She thought this name would bring him strength, luck, natural authority, but how could she know that this boy would grow up to be the gentlest and strangest of sons and that he would end up captured like a wild animal
There he is now, in the back of a police van, as we turn the page
It all begins with a crash.
One night, seventeen-year-old Wolf steals his mother's car and drives six hundred kilometres in search of his sister, who left home ten years ago. Unlicensed and on edge, he veers onto the wrong side of the road and causes an accident. He is arrested, imprisoned, and leaves his mother and sister to pick up the pieces.
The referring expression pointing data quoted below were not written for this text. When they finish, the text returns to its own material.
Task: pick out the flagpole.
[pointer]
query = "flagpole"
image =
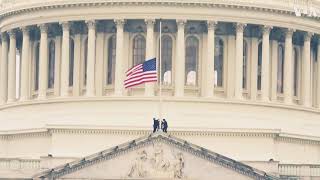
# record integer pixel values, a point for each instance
(160, 73)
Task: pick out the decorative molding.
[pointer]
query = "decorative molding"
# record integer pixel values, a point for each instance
(65, 26)
(240, 27)
(246, 133)
(150, 140)
(43, 28)
(289, 33)
(150, 22)
(212, 25)
(91, 24)
(119, 23)
(181, 23)
(25, 30)
(308, 36)
(266, 30)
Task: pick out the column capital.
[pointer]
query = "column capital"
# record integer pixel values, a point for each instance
(65, 26)
(119, 22)
(150, 22)
(266, 29)
(12, 34)
(43, 28)
(240, 27)
(289, 32)
(25, 30)
(91, 24)
(212, 25)
(308, 36)
(181, 23)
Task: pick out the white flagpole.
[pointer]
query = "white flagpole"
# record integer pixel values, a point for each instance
(160, 78)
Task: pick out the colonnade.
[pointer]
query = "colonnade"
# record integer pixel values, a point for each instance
(62, 62)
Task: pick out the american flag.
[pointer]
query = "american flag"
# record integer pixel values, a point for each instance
(141, 73)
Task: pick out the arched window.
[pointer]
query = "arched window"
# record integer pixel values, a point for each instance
(280, 69)
(166, 59)
(259, 66)
(84, 64)
(36, 67)
(139, 49)
(295, 72)
(192, 56)
(51, 63)
(218, 63)
(245, 65)
(111, 59)
(71, 62)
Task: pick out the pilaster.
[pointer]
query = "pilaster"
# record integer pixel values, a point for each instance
(209, 65)
(90, 89)
(149, 87)
(288, 68)
(119, 70)
(180, 59)
(306, 88)
(12, 67)
(65, 59)
(43, 62)
(265, 73)
(25, 64)
(4, 69)
(239, 61)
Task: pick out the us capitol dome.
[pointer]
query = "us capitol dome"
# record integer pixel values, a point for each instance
(240, 89)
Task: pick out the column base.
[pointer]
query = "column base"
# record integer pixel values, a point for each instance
(11, 100)
(41, 97)
(23, 99)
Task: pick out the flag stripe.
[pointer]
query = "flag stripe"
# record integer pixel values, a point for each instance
(141, 73)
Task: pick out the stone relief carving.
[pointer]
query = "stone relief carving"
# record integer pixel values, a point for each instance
(158, 162)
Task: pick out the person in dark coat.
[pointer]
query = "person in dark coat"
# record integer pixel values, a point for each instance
(155, 126)
(164, 125)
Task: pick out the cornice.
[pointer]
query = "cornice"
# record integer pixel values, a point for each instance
(246, 133)
(165, 99)
(150, 140)
(6, 12)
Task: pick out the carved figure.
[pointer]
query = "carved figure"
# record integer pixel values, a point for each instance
(138, 169)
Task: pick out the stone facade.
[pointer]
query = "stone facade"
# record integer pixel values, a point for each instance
(239, 78)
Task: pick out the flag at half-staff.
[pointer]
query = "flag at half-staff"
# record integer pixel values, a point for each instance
(141, 73)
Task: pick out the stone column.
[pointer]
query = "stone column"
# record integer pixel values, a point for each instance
(57, 66)
(239, 61)
(180, 60)
(43, 62)
(306, 88)
(65, 58)
(12, 68)
(318, 75)
(119, 70)
(4, 69)
(254, 68)
(209, 88)
(288, 68)
(274, 69)
(77, 65)
(149, 87)
(91, 57)
(265, 72)
(25, 62)
(99, 64)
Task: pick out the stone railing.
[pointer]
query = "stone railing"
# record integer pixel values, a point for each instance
(299, 170)
(15, 164)
(287, 5)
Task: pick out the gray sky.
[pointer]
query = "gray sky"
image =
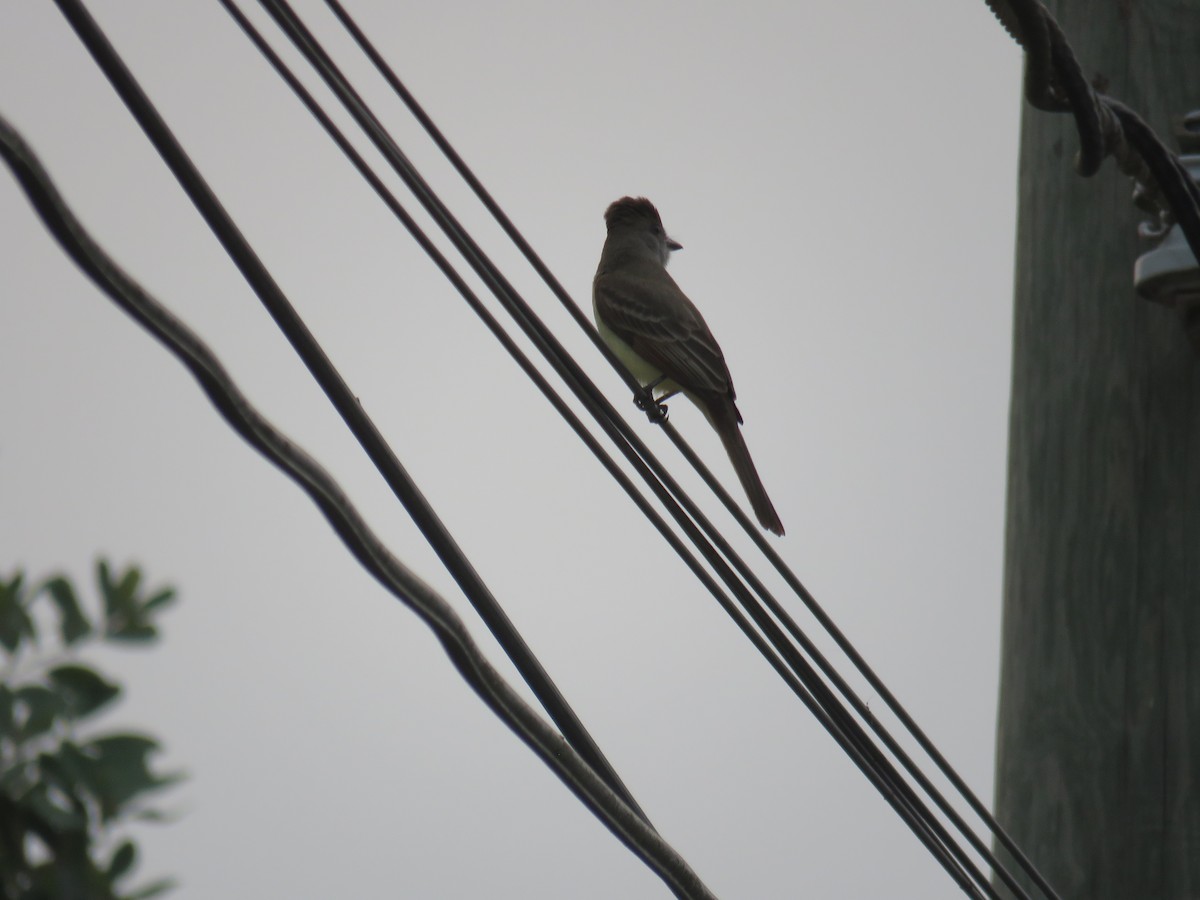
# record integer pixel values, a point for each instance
(843, 178)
What follows is an unflinching account of the events that lead to this moment, told through the alternating perspectives of Wolf's mother, sister and various other voices. In this raw and poignant novel, Nathacha Appanah reveals how trauma shapes generations and the wounds it leaves behind. The Sky Above the Roof is both a portrait of a fractured family and a poetic exploration of the ways we break apart and rebuild
Translated from the French by Geoffrey Strachan
PUBLISHERS WEEKLY
Mauritian French writer Appanah (Waiting for Tomorrow) offers a lyrical and striking story of a broken family. Wolf, 17 and prone to anxious fits, steals his mother's car and drives to see his older sister, Paloma, who left 10 years earlier. Their mother, Phoenix, is emotionally distant and has deliberately kept her children from contacting each other, her lack of tenderness bound up in her trauma of sexual assault at 11. Wolf's trip proves to be a disaster: he causes an accident and is put in jail, and as he languishes in custody, Appanah exquisitely renders each character's sorrow and longing. Wolf doesn't want Phoenix to visit him, only Paloma, who's made a new life for herself in a commune, prompting Phoenix to reflect on her choices. A particularly acute scene emerges in flashbacks, as Phoenix remembers when her fawning parents dolled her up to perform a song at a Christmas concert at her father's factory. Just before she goes on stage, a man from the factory forcibly kisses her, and when she gets to the mic, she lets out a "harsh... and prolonged scream." It was then, she realized, that she "abandoned" the "sham that is girlhood." It's a tender and beautiful portrayal of unarticulated pain.